How many five-digit even numbers, that are less than 50000 and that are not divisible by 5, can be created from the digits 0, 1, 3, 5, 6, 7, 8 and 9, if no digit can be used more than once?

To find the number of five-digit even numbers less than 50,000 and not divisible by 5, using the digits 0, 1, 3, 5, 6, 7, 8, 9 without repetition, we follow these steps:

Step 1: The first digit Since the number must be less than 50,000, the first digit can only be 1, 3, or 4. However, 4 is not in our list of digits, leaving us with only two possibilities: 1 or 3.

Step 2: The last digit The last digit must be even and not 0 (since the number cannot be divisible by 5). Our even digit options are 0, 6, and 8. Since 0 is not allowed (we do not want a number divisible by 5), we have two valid options for the last digit: 6 or 8.

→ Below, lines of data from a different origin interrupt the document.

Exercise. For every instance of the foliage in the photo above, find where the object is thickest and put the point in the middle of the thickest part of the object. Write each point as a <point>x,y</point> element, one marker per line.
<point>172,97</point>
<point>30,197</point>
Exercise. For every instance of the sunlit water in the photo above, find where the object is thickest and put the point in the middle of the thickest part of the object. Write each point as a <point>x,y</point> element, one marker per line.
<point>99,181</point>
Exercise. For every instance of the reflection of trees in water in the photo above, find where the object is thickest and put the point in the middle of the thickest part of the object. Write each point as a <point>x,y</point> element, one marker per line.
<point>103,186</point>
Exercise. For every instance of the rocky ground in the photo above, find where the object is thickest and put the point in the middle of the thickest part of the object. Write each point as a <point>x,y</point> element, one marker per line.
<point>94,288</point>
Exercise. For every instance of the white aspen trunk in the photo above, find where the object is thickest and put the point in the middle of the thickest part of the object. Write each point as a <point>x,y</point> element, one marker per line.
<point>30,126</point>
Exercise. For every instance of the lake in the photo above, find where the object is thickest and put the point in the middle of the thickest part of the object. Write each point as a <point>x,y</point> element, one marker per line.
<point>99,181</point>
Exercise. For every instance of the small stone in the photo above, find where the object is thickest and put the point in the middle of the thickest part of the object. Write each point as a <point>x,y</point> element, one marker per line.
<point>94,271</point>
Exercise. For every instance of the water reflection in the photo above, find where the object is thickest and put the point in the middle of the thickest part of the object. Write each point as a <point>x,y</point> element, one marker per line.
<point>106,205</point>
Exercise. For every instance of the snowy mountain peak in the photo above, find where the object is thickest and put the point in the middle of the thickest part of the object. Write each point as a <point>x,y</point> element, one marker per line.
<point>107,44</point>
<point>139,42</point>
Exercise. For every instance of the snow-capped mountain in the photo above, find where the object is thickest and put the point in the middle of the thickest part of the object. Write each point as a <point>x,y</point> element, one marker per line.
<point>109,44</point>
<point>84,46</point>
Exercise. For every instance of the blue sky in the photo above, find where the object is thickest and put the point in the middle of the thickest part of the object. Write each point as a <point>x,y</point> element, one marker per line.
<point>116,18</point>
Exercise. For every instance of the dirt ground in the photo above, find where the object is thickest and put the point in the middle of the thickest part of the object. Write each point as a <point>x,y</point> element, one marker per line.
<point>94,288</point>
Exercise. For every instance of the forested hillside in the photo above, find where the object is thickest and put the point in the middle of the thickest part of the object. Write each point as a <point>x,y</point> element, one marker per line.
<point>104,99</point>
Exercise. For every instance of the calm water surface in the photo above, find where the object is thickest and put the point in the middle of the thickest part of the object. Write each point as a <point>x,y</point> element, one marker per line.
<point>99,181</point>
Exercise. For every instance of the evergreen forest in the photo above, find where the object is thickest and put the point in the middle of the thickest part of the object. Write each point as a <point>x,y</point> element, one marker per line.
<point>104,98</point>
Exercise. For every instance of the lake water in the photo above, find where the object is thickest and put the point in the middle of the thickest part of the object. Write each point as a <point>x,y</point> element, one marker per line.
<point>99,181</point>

Step 3: Digits in between For the three digits in the middle, we can use any of the remaining six digits that haven't been used for the first and last places, which gives us 6 choices for the second position, 5 choices for the third position, and 4 choices for the fourth position.

Step 4: Putting it all together We now multiply the number of choices for each position. There are 2 choices for the first digit, 6 choices for the second, 5 for the third, 4 for the fourth, and 2 for the fifth (last digit).

So the total number of possible numbers is 2 (first digit) * 6 (second digit) * 5 (third digit) * 4 (fourth digit) * 2 (fifth digit).

2 * 6 * 5 * 4 * 2 = 480

There are 480 different five-digit even numbers less than 50,000 that are not divisible by 5 and can be created from the digits given without repeating any digit.